President Obama had pledged that the trillion-dollar stimulus package passed by Congress in 2009 would prevent the nation's unemployment rate from going above 8 percent. But, according to Wednesday's CBO report, unemployment will remain above 8 percent for the rest of 2012.
Republicans are arguing that the CBO's new forecast means Congress should extend the expiring Bush tax cuts for all income levels. Republican presidential candidate Mitt Romney supports a one-year extension of the tax cuts. Democrats favor extending the tax cuts just for families earning less than $250,000 annually.
While this deadlock over the tax cuts has clear battle lines, the two parties have not presented substantive offers on how to handle the pending automatic spending cuts that were created last year after lawmakers failed to reach a bipartisan debt-reduction agreement.
In the face of the government's economic problems, the Senate has gone more than 1,200 days without passing a budget. That sends a "sad, but clear message of fiscal irresponsibility," said House Budget Committee member Tim Huelskamp, R-Kan.
The CBO forecast comes one day after an industry-sponsored report suggested that government regulations might have reduced U.S. manufacturing output by as much as $500 billion this year.
The report, commissioned by the Manufacturers Alliance for Productivity and Innovation, found that the Obama administration has imposed an average of 72 regulations on manufacturers each year. Former President George W. Bush established 45 new regulations per year. The number of major federal regulations expected to have an economic impact of more than $100 million has gone from 27 per year under President Bill Clinton to 44 per year under Obama.
Social issues may be grabbing the headlines this week, thanks to the controversy over U.S. Senate candidate Todd Akin's comments on rape and abortion. But these new studies suggest that taxes, federal spending, deficits, and budgets will command the center stage for this fall's campaigns and beyond.

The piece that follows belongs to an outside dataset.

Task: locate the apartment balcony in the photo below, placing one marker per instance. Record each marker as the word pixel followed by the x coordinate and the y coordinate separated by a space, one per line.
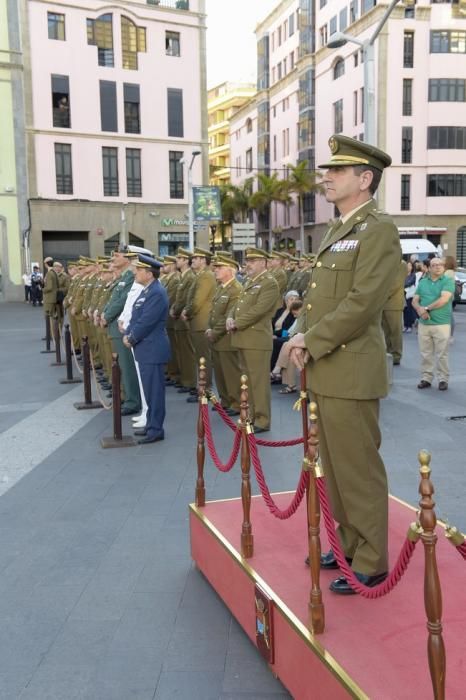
pixel 171 4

In fact, Romney used the CBO's new data to reassert his campaign's economic theme and pivot away from the media's recent focus on Akin.
"President Obama, bless his heart, has tried to substitute government for free people and it has not worked and it'll never work," Romney said on Wednesday during an appearance in Bettendorf, Iowa. "He said he'd cut the deficit in half. He doubled it. He said he'd get people good jobs. Instead, we've gone 42 straight months with unemployment over 8 percent, 23 million Americans out of work or stopped looking for work. It's inexcusable."